FTC's new business opportunity rule: reduced disclosure but increased coverage.

AuthorKanouse, Keith J.
PositionBUSINESS LAW

Effective March 1, 2012, the FTC's new business opportunity rule (1) became effective. The new business opportunity rule significantly reduces a business opportunity seller's disclosure obligation to a prospective purchaser, as the previous format (the FTC disclosure statement containing 20 items of required information) has been changed and reduced to a one-page form requiring five items of information that the seller is required to disclose. However, the new business opportunity rule applies to more companies since not only business opportunity sellers currently covered by the interim business opportunity rule will be subject to the new business opportunity rule, but also work-at-home programs, such as jewelry assembly and envelope stuffing, will meet the expanded definition of a business opportunity. While the new business opportunity rule is silent on the subject, this author believes that the new business opportunity rule does not apply to sales made outside of the United States or its territories. For Florida sellers of business opportunities and out-of-state sellers of business opportunities to Florida residents, the new business opportunity rule does not preempt compliance with the Florida Sales of Business Opportunities Act and requires the filing of an FTC business opportunity disclosure document and a Florida business opportunity disclosure document.

Companies Subject to the New Business Opportunity Rule

The definition of a "business opportunity" under the new business opportunity rule involves a commercial arrangement that includes the following three required elements:

1) The seller must solicit a prospective purchaser to enter into a new business (one in which the prospective purchaser is not currently engaged or a new line or type of business).

2) The purchaser must make a "required payment," that is, all consideration paid by the purchaser to the seller or an affiliate as a condition to obtaining or commencing the operation of the business opportunity. There remains the exception for payments for the purchase of a reasonable amount of inventory at bona fide wholesale prices for resale or lease.

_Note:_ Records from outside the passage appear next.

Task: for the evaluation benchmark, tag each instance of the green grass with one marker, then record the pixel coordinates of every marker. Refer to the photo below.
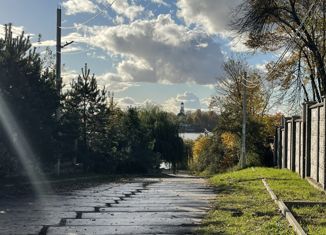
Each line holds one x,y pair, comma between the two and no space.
243,205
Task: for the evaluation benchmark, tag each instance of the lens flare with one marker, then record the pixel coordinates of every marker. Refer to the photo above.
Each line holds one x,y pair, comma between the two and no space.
23,150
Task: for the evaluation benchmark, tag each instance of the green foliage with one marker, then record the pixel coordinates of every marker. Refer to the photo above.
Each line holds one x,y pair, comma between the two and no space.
223,150
244,191
84,125
243,205
30,95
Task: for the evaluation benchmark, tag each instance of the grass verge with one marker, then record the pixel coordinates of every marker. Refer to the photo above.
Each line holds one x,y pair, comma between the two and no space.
243,205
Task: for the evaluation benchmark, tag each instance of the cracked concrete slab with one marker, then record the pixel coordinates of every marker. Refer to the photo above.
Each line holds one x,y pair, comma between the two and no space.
173,205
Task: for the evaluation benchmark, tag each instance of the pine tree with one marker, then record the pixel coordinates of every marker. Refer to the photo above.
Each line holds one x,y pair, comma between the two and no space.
28,92
85,114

3) The seller must represent that the seller or a designated person (such as a locator or lead generating company) will provide any of three types of assistance: a) providing locations for the purchaser's use or operation of equipment, displays, vending machines, or similar devices that the purchaser controls; b) providing outlets, accounts, or customers to the purchaser; or c) buying back any of the goods or services that the purchaser makes, including providing payment for such services, such as stuffing envelopes from home or jewelry assembly.

The new business opportunity rule continues to apply to those types of business opportunities covered by the interim business opportunity rule, including vending machines, rack displays (such as greeting cards), pay phones, and Internet kiosks. However, the definition of a business opportunity has been expanded to include work-at-home schemes and has eliminated the definitional element of the "payment of $500 or more on or before the first [six] months of operations" that was a required element of a "business opportunity venture" under the interim business opportunity rule. The new business opportunity rule exempts franchisors covered by the FTC franchise rule as well as multi-level marketing (MLM) arrangements.

FTC Business Opportunity Disclosure Document

The new business opportunity rule requires the business opportunity seller to provide to a prospective purchaser a one-page written disclosure document and certain attachments containing five items of information (FTC business opportunity disclosure document) at least seven calendar days (instead of the previous 10 business days) before a prospective purchaser may sign any documents or pay any money to the seller. (2)

The FTC business opportunity disclosure document must include the following:

1) Information Regarding Seller--The seller's identifying information including name, business address, telephone number, the name of the salesperson offering the business opportunity, and the date when the FTC business opportunity disclosure document was furnished to the purchaser.

2) Earnings Claim--Whether the seller makes an earning claim. The seller is not obligated to make an earning claim and can check the "no" box. However, if the seller does make an earnings claim, the seller must check the "yes" box and provide the purchaser with a separate earnings claim statement titled "Earnings Claim Statement Required by Law," setting forth a) the name of the person making the earnings claim; b) the date of the earnings claim; c) the actual earnings claim; d) the beginning and ending dates during which the represented earnings were achieved; e) the number and percentage of purchasers who achieved the represented level of earnings; f) any characteristics that distinguish purchasers who have achieved the represented level of earnings from those characteristics of the prospective purchasers; and g) other substantiating information.

The seller must have a reasonable basis for the earnings claim at the time the earnings claim is made. The seller can make an earnings claim in the general media, subject to the above requirements. A seller can use industry information only if the seller is able to measure the performance of existing purchasers and document instances in which the existing purchasers' typical performance equals or exceeds the average performance of other business opportunities available in the industry. The use of a chart, table, or mathematical calculation that demonstrates possible results based on a combination of variables constitutes an earnings claim.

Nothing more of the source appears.